David Cameron has previously insisted that the government’s austerity programme will not result “in any increase in child poverty”. But today’s IFS report suggests that entirely the reverse is true: the coalition’s policies will lead to a dramatic rise in absolute poverty and relative poverty.
The number of children in absolute poverty in 2015 is forecast to rise by 500,000 to 3 million, while the number in relative poverty (defined as households with less than 60 per cent of the median income) is estimated to rise by 400,000. The planned introduction of IDS’s Universal Credit will reduce the number in relative poverty by about 450,000 children and 600,000 working-age adults in 2020-21. However, other changes such as indexing benefits in line with the lower Consumer Prices Index (CPI), rather than the higher Retail Prices Index (RPI) (see James Plunkett’s Staggers blog on the coalition’s £11bn stealth cut), will more than offset the impact on poverty of the Universal Credit.

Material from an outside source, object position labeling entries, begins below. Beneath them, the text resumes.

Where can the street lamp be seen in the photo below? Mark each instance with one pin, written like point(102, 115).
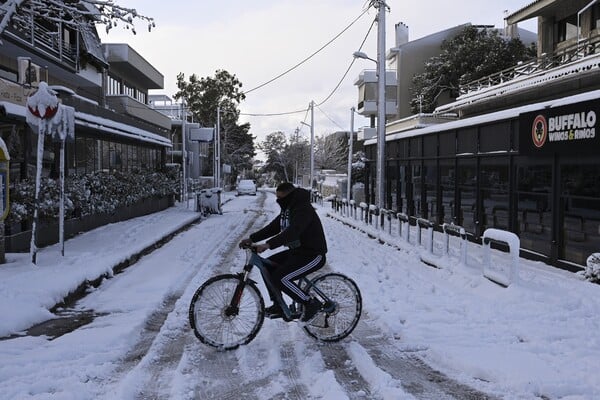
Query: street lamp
point(360, 54)
point(312, 142)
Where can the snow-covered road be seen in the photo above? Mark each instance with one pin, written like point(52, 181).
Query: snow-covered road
point(515, 343)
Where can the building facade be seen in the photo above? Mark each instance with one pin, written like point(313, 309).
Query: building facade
point(108, 85)
point(523, 155)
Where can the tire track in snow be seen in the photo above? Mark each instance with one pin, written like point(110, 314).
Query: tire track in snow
point(404, 365)
point(160, 349)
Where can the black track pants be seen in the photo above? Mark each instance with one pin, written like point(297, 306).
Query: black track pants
point(288, 267)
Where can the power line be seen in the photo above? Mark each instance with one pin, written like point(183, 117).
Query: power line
point(334, 89)
point(329, 118)
point(310, 56)
point(349, 67)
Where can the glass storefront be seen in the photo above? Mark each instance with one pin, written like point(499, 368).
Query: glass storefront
point(580, 211)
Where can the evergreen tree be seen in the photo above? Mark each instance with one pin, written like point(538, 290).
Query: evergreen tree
point(472, 54)
point(203, 96)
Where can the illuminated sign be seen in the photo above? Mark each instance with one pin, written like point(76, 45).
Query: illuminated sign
point(567, 129)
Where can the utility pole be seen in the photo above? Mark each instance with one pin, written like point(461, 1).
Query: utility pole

It’s a finding that should set alarm bells ringing in Downing Street. Cameron and George Osborne have chosen, against the judgement of some in their party, to claim that their austerity package is a “progressive” one. Should poverty increase on their watch (as it is now certain to), they will stand accused not only of being unfair but of being insincere. It was Cameron, after all, who made the Rawls-esque pledge that “the right test for our policies is how they help the most disadvantaged in society” and not the wealthy. A year later he promised: “We can make British poverty history, and we will make British poverty history.”
There are plenty on the right who have urged the coalition to shift the goalposts and reject the internationally recognised definition of poverty (Imran Hussain, head of policy at the Child Poverty Action Group, defended this definition on The Staggers last year). For instance, Neil O’Brien, the director of Policy Exchange, has argued: “The problem with what the IFS is saying is that the measure they use isn’t an indicator of real poverty; it’s a measure of inequality.
“It defines ‘poverty’ as being below 60 percent of the average income. This is a hangover from the Gordon Brown era. Real poverty isn’t the same as inequality. The IFS’s definition would mean that there are actually more people in poverty in Britain today than there are in Poland.”
But the government, to its credit, has so far refused to abandon the relative measure of child poverty. When Cameron claimed that the Spending Review would not increase child poverty, he used the same definition as Gordon Brown. He may soon wish he hadn’t.